Proper lower eyelid height and support are necessary to prevent post-operative ectropion and retraction. One may choose to perform a temporary tarsorrhaphy (to connect the upper to the lower eyelid) or a Frost suture tarsorrhaphy (to connect both eyelid margins to the brow) to further provide elevated support. If significant eyelid laxity is noted either pre-operatively or post-operatively, it may be necessary to perform an ectropion repair with a lateral tarsal strip procedure. This may be needed especially in conjunction with either a first or second stage Hughes procedure. This may also be necessary with a lower eyelid skin only defect, for example when a skin cancer excision does not include a defect of the posterior lamella if the lower eyelid is lax. Cicatricial changes with healing can sometimes predispose a lower lid to cicatricial ectropion.
Further, one may perform a mid-face lift to repair large defects of the lower eyelids and repair large anterior lamella defects. With this technique, the surgeon still needs the posterior lamella provided from either the upper eyelid (Hughes tarsoconjunctival flap) or possibly from hard palate graft to avoid closure of the eye, and then the anterior lamella will be provided via the mid-face.

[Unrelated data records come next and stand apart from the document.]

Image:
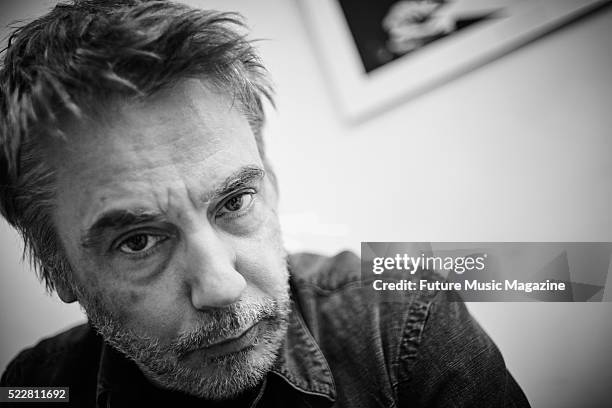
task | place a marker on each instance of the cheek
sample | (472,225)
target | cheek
(261,259)
(153,310)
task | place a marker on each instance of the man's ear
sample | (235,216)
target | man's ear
(65,293)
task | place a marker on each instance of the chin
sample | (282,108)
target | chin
(225,376)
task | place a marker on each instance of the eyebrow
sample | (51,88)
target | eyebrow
(117,219)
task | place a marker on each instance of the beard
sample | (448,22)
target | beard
(214,377)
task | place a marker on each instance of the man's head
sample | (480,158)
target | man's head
(133,165)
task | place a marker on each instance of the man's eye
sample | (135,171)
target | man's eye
(140,243)
(236,203)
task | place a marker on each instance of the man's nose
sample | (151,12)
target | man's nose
(210,267)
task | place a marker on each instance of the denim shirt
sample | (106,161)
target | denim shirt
(346,346)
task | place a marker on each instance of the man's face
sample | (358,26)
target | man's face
(169,223)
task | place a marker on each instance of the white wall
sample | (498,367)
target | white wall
(517,150)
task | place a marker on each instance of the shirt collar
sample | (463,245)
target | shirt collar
(300,363)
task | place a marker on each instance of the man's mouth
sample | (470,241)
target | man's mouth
(233,344)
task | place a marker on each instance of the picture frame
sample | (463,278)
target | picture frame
(361,93)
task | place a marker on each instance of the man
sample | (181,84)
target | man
(133,166)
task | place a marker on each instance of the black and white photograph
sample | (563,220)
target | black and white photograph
(297,203)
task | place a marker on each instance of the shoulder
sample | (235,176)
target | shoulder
(64,359)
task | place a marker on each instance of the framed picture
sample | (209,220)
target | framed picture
(380,52)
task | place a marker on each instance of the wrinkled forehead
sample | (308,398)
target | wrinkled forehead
(191,118)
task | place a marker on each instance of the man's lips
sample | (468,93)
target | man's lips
(228,345)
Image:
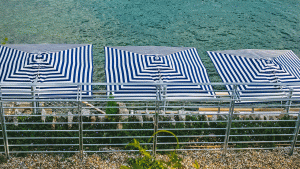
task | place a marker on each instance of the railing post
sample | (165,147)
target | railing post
(3,125)
(80,119)
(289,102)
(230,115)
(295,134)
(33,87)
(156,117)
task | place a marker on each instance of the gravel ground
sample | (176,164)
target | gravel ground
(207,159)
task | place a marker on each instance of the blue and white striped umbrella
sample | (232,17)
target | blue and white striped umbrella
(46,63)
(258,66)
(150,64)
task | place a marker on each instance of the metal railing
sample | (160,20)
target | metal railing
(42,118)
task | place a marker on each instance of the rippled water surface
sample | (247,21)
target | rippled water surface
(206,25)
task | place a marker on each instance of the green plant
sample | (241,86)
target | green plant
(4,42)
(150,162)
(196,165)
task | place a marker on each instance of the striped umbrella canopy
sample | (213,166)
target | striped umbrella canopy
(176,66)
(258,66)
(47,64)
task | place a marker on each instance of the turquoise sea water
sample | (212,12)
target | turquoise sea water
(204,24)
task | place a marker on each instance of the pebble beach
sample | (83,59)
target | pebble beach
(277,158)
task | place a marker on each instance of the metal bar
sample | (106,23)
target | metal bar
(296,132)
(227,134)
(33,98)
(80,121)
(289,102)
(156,118)
(3,126)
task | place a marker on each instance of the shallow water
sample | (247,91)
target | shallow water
(206,25)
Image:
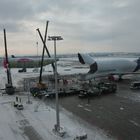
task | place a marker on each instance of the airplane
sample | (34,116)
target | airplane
(26,62)
(113,69)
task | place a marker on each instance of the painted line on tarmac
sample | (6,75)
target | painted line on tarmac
(86,109)
(80,106)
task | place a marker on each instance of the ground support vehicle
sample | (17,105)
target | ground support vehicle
(98,89)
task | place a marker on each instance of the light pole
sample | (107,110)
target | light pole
(56,38)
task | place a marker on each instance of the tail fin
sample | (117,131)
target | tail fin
(85,59)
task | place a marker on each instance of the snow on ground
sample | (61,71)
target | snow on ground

Complications can include graft or flap failure, scar tissue formation, dehiscence, infection, ectropion, recurrence, irregular eyelid margins leading to foreign body sensation, dry eyes, and a need for further surgery to optimize eyelid structure and function.
Customizing reconstruction is necessary to provide the proper surgery for each patient. For example, eyelid laxity is a factor that can determine what procedures are possible and most beneficial for a patient. Other factors to consider are the age of the patient and status of the other eye. For example, a Hughes flap may be avoided in a child if possible, as blocking vision for 4 to 6 weeks may lead to deprivation amblyopia if a child is in the amblyogenic age. Similarly, if a patient is monocular, and is unable to see out of the contralateral eye, if possible, it may be important to not block the seeing eye for four to six weeks with a Hughes flap.
Finally, as with any cancer treatment, it is important to maintain surveillance to monitor for recurrence of carcinoma.